WT U2OS and U2OS MFN2 KO cells, a gift from Dr. Edward A Fon (7) (McGill University, Canada), were grown in DMEM high-glucose media (11965118; Gibco) supplemented with 10% FBS. A retrovirus plasmid containing the MFN2 open reading frame followed by an internal ribosomal entry site and mitochondria-targeted mNeonGreen was constructed through VectorBuilder (VB230626-1399nzw). A version of the plasmid with the Q367H variant was generated using in-fusion mutagenesis (638951; Takara Bio). Retrovirus was generated by transfecting Phoenix cells with WT or Q367H plasmids using Lipofectamine 3000 transfection (L3000015; Thermo Fisher Scientific). U2OS MFN2 KO cells were then transduced with retrovirus, and cells were sorted for mNeonGreen fluorescence using fluorescence-activated cell sorting (SH800; Sony). Endogenous levels of MFN2 expression were confirmed by immunoblotting, and these stable lines re-expressing either WT MFN2 or the Q367H variant were used for subsequent analysis.

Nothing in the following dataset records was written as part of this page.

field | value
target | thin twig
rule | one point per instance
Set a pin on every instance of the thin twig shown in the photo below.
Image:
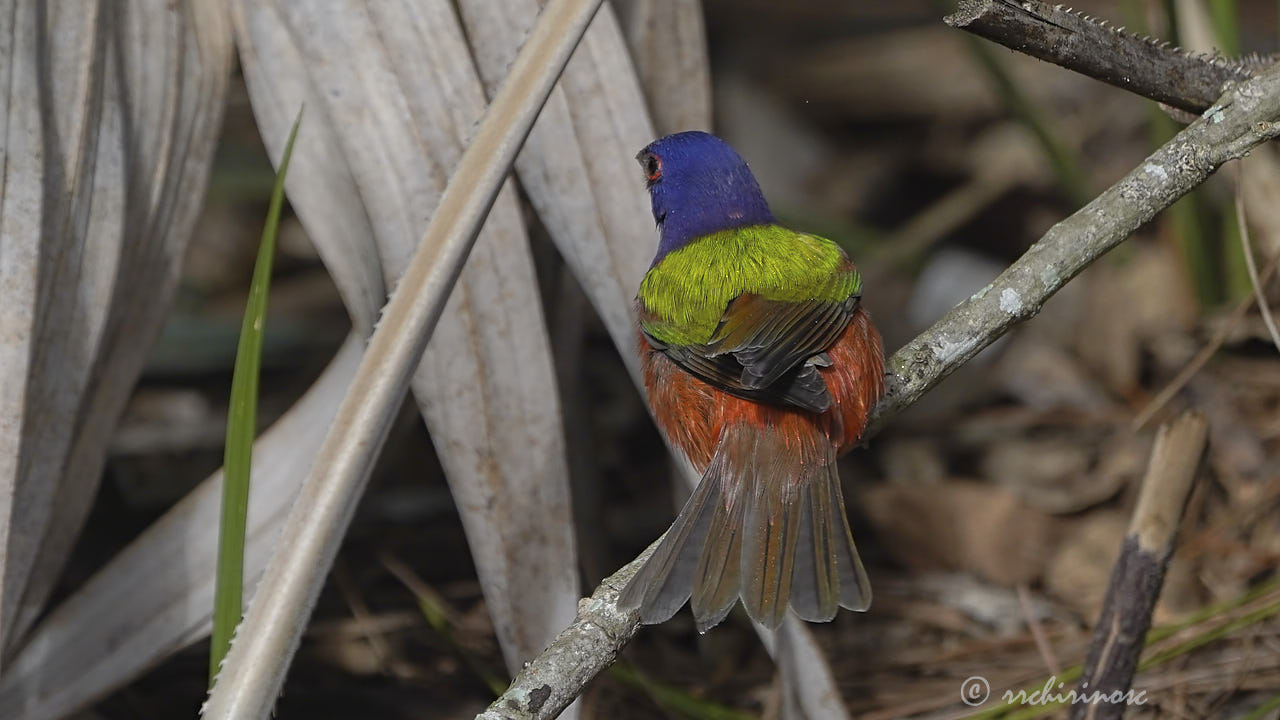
(1248, 117)
(1093, 48)
(1247, 247)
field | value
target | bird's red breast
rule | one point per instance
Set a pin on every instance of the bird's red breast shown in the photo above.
(693, 413)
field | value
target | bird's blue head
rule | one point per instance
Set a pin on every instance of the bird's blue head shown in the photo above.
(699, 186)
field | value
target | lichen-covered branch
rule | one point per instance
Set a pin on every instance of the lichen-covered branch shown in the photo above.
(1248, 115)
(1243, 118)
(577, 655)
(1105, 51)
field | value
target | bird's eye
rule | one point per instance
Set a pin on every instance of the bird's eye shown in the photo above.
(653, 168)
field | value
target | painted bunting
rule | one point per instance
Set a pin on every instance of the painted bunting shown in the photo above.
(760, 367)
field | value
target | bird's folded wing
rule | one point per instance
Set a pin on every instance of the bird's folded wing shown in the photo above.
(762, 346)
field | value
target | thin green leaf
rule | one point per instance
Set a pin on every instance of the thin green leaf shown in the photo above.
(241, 428)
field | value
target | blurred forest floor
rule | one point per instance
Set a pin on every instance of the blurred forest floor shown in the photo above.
(988, 515)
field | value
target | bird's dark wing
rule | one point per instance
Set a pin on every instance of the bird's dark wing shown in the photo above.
(768, 350)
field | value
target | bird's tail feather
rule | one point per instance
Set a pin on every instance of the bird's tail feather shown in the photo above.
(766, 524)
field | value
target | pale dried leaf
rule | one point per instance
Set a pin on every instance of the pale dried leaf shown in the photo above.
(577, 164)
(668, 44)
(269, 636)
(156, 596)
(112, 114)
(396, 82)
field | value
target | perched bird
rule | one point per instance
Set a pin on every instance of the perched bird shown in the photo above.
(760, 367)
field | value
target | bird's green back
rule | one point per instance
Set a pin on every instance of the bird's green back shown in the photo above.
(686, 292)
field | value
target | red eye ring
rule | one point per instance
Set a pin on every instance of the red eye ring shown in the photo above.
(653, 168)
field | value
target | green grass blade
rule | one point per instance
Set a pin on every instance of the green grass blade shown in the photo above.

Mitochondrial morphology analysis

Mitochondrial morphology was analysed by immunostaining as described previously (77 Preprint), where 30,000 cells were grown in 12-mm coverslips for 24 h and subsequently fixed by 4% PFA for 20 min at 37°C. Cells were permeabilized using 0.1% Triton X-100 (J00105; MP Biomedicals) and blocked using 5% FBS. The OMM protein TOMM20 was chosen to visualize the mitochondrial network, where cells were incubated with mouse anti-TOMM20 (F-10, RRID: AB_628381; Santa Cruz Biotechnology) overnight, then subsequently probed with goat anti-mouse secondary antibody conjugated with Alexa Fluor 488 (A-11029; Thermo Fisher Scientific). Coverslips were then mounted on glass slides using ProLong Diamond Antifade Mountant with DAPI (P36966; Invitrogen).

Oxygen consumption rate

The cellular oxygen consumption rate assay for control and patient fibroblasts was performed as previously described (78). Briefly, 40,000 cells were seeded in wells of the XF-24 plates (Agilent). The media on the plates were replaced 24 h later with Seahorse XF Base Medium, supplemented with 1 mM pyruvate, 2 mM glutamine, and 10 mM glucose, and brought to pH 7.4. Post-incubation for 45 min with CO2, cells were loaded into Seahorse XF24 Analyzer. Oxygen consumption rates were measured at three time points, after administration of oligomycin (0.5 μM), carbonyl cyanide-p-trifluoromethoxyphenylhydrazone (FCCP) (1 μM), and antimycin A (0.5 μM). After the experiment, cells in each well were lysed with Pierce RIPA buffer and the total protein for each well was quantified with BCA assays, for normalization purposes.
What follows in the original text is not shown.